Książę Karol w 1973 roku wyjechał na Karaiby, gdzie odbywał służbę wojskową w marynarce wojenne. Spotykał się wówczas z Kamilą Parker Bowles, lecz nie poprosił jej, żeby zaczekała na jego powrót. Kiedy wrócił, Kamila była już mężatką. Choć nadal ją kochał i nie interesowały go inne kobiety, rodzina naciskała na małżeństwo. Za idealną kandydatkę dla księcia uznali Dianę Spencer. Po 12 spotkaniach Karol oświadczył się Dianie, a do ich ślubu doszło w lipcu 1981 roku.

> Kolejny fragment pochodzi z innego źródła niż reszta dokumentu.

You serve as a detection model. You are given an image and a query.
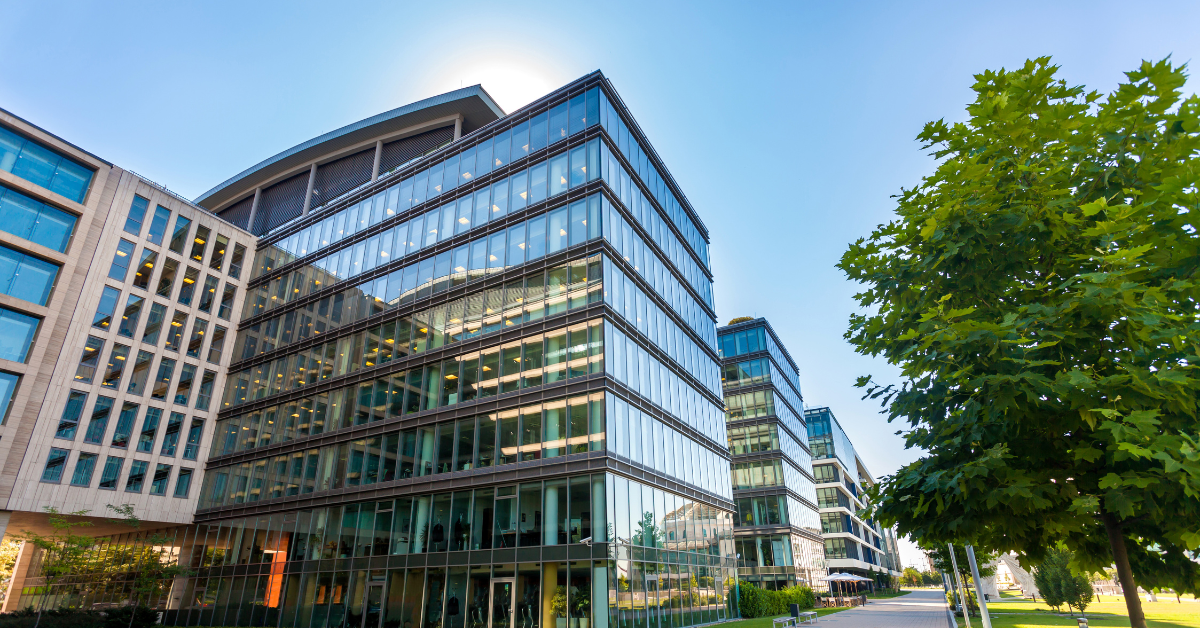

Noc przed ślubem. Łzy, rozczarowanie i bulimia
Dwa dni przed ślubem Diana odkryła, że książę Karol poszedł na spotkanie z Kamilą i dał jej prezent. Świadomość ich romansu ciążyła na przyszłej księżnej. Dni przed ślubem spędziła, płacząc, a w noc poprzedzającą ceremonię miała nawrót bulimii. "Jadłam wszystko, co tylko mogłam znaleźć. Tej nocy byłam ogromnie rozczarowana" – opowiadała później autorce biografii Andrew Morton.
W dzień ślubu towarzyszył jej spokój. "Musiałam obudzić się koło 5 rano. Byłam bardzo, bardzo spokojna. Śmiertelnie spokojna" – wspominała. Wiedziała wtedy już, co ją czeka. I wiedziała, że nic z tym nie zrobi.